Its competitor, the VantageScore, was introduced as a joint effort between the three credit bureaus in 2006. Unlike the FICO Score model, VantageScore doesn’t generate a different score based on which bureau’s data is being used. Instead, it relies on data from all three in a tri-bureau scoring model.
Among financial institutions in the U.S., “eight of the 10 largest banks and 32 of the 100 largest credit unions used VantageScore credit scores in one or more lines of business,” according to a 2018 report by management consulting firm Oliver Wyman.
How your FICO Score is calculated
The following factors make up your FICO Score:
Typically, your FICO Score can range from 300 to 850. Some versions may have a different range, however. For example, the FICO Bankcard Score 8 has a range of 250 to 900.
How your VantageScore is calculated
The following factors make up your VantageScore:
The most recent version of VantageScore, VantageScore 4.0, ranges from 300 to 850.
What is a good credit score?
FICO breaks down credit scores into five tiers:
Lenders use credit scores to estimate the risk they may take on if they extend credit to you and help determine the interest rates on any products they may offer you. Typically, a “very good” credit score will be enough to qualify you for some of the best rates on credit products.
In addition to your credit score, lenders may consider other factors in determining your creditworthiness, such as your income, past relationship with the lender and/or your debt-to-income ratio.
Depending on what type of credit you’re applying for, lenders may refer to different scores. For example, if you’re applying for an auto loan, the financial institution might use one of these:
- FICO Auto Score 2
- FICO Auto Score 4
- FICO Auto Score 5
- FICO Auto Score 8
But when applying for a mortgage, the financial institution might reference one of these instead:
- FICO Score 2
- FICO Score 4
- FICO Score 5
How can you check your credit score?
If you have a credit card from one of these issuers, you have free FICO Score access:
- American Express
- Wells Fargo
If you have a credit card from one of these issuers, you have free VantageScore access:
- Capital One
- U.S. Bank
And if you don’t have a card with any of the above issuers, you can still get a free credit score through:
- CreditWise from Capital One (VantageScore)

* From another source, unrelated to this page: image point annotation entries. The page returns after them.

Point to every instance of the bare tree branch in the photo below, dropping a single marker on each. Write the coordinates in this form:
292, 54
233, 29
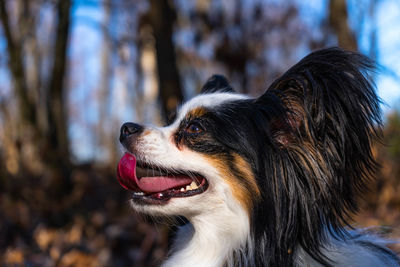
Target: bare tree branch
26, 107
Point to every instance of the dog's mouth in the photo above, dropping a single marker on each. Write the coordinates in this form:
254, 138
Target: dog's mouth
152, 184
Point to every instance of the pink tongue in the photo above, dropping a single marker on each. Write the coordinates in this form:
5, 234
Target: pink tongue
127, 178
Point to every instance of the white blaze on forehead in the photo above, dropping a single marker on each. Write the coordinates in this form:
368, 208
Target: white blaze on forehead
208, 101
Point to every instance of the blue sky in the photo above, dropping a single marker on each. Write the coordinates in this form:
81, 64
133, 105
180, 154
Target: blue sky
86, 44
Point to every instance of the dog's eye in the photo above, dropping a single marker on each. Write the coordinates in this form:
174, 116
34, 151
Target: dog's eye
194, 128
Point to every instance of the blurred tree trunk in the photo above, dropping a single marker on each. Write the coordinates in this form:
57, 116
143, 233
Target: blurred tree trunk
41, 129
162, 17
105, 137
15, 62
338, 20
57, 118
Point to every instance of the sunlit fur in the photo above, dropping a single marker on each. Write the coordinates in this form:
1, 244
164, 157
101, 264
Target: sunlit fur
284, 169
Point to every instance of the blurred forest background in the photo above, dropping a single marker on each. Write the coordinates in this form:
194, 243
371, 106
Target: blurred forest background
72, 71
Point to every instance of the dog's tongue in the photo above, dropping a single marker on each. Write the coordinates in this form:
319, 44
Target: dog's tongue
128, 179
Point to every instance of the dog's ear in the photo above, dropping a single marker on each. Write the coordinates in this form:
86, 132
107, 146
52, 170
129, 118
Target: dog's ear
329, 96
323, 115
216, 84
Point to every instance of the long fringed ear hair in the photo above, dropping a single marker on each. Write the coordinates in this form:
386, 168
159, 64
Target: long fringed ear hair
327, 118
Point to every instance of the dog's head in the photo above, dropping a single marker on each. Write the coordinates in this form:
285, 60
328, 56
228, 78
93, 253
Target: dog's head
198, 161
294, 159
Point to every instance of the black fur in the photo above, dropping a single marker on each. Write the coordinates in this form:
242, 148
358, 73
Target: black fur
308, 142
216, 83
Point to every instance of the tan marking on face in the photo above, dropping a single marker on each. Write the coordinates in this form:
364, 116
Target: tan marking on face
147, 132
197, 112
245, 192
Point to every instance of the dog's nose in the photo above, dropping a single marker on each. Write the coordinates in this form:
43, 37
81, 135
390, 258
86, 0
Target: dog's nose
129, 128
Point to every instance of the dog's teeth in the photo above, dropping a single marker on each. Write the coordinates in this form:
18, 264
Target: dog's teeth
193, 185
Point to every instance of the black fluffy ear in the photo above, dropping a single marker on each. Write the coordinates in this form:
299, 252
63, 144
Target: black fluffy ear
323, 115
216, 84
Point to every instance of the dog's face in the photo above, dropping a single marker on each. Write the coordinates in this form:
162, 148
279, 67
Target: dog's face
192, 165
289, 163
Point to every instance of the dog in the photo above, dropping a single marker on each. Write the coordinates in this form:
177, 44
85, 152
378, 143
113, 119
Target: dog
266, 181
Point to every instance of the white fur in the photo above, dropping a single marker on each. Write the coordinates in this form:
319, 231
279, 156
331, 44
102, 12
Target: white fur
219, 226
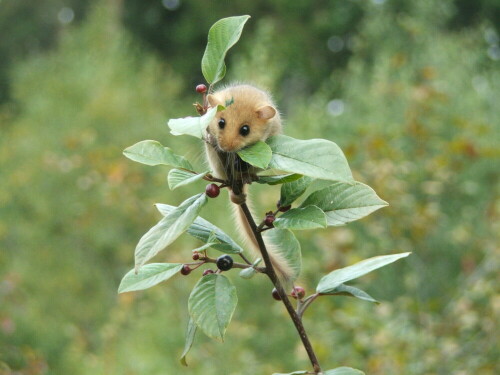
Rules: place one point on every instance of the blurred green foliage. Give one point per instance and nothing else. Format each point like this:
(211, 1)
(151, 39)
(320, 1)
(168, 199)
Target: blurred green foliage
(412, 100)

- Chase Credit Journey (VantageScore)
- Discover Scorecard (FICO Score)
- My LendingTree (VantageScore)
- Experian Boost (FICO Score)
Ways to improve your credit score
Whether you’re looking to boost your FICO Score or VantageScore, these steps can help build credit:
- Pay on time every time. Payment history accounts for 35% of your FICO Score and 41% of your VantageScore, making it the most important factor in building good credit.

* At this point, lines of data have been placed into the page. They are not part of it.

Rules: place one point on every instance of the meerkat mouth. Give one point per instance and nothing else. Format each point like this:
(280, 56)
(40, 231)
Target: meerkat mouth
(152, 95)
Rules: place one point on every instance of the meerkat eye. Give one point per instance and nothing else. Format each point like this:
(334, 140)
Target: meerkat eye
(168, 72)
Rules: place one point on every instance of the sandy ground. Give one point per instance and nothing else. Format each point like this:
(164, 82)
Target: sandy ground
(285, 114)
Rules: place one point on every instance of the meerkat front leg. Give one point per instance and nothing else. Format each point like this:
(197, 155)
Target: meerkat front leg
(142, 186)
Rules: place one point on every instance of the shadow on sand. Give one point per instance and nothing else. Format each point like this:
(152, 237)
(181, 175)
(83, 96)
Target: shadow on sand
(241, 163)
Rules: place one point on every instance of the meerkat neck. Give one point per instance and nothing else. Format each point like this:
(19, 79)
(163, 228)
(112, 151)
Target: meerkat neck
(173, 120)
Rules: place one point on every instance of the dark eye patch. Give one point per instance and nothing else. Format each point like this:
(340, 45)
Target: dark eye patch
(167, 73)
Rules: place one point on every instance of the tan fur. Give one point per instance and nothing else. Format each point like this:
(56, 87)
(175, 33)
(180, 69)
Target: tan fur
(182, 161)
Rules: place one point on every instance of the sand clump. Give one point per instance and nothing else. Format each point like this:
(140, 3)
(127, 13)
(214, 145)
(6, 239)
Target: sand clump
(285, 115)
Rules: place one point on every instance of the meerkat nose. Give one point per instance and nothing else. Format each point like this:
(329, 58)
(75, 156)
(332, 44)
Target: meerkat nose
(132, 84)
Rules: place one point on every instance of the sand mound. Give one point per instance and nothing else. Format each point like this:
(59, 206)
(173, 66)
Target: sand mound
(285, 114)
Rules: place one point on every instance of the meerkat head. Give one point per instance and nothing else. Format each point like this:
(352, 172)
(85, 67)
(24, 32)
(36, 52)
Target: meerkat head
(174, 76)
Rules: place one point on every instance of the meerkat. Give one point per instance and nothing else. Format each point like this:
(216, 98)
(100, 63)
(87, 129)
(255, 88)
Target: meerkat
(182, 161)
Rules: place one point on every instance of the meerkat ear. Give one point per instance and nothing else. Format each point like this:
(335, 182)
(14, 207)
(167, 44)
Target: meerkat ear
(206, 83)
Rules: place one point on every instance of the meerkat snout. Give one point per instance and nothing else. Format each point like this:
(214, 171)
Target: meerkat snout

- Keep your revolving balances low. How much of your credit limit you’re using is called “utilization,” which accounts for 30% of your FICO Score. It’s important for your VantageScore as well, weighing in at 20%. Financial experts advise keeping balances well below 30% of your credit limits.
- Apply for new cards infrequently. While this won’t weigh as heavily as your payment history and your utilization, it’s still wise to apply for new credit sparingly. The older the average age of your accounts, the better for your score — and each time you open up a new card, it reduces that average age. Plus, credit card applications typically generate a hard inquiry, which will hurt your credit score approximately five to 10 points.
Note that the amount of time it takes before a mark falls off your credit reports varies for different actions. For example, if you apply for a new credit card and it generates a hard inquiry, your score should recover in a year and the inquiry will fall off your reports after two years. By contrast, a late payment can stay on your reports for seven years, even after you’ve paid it off.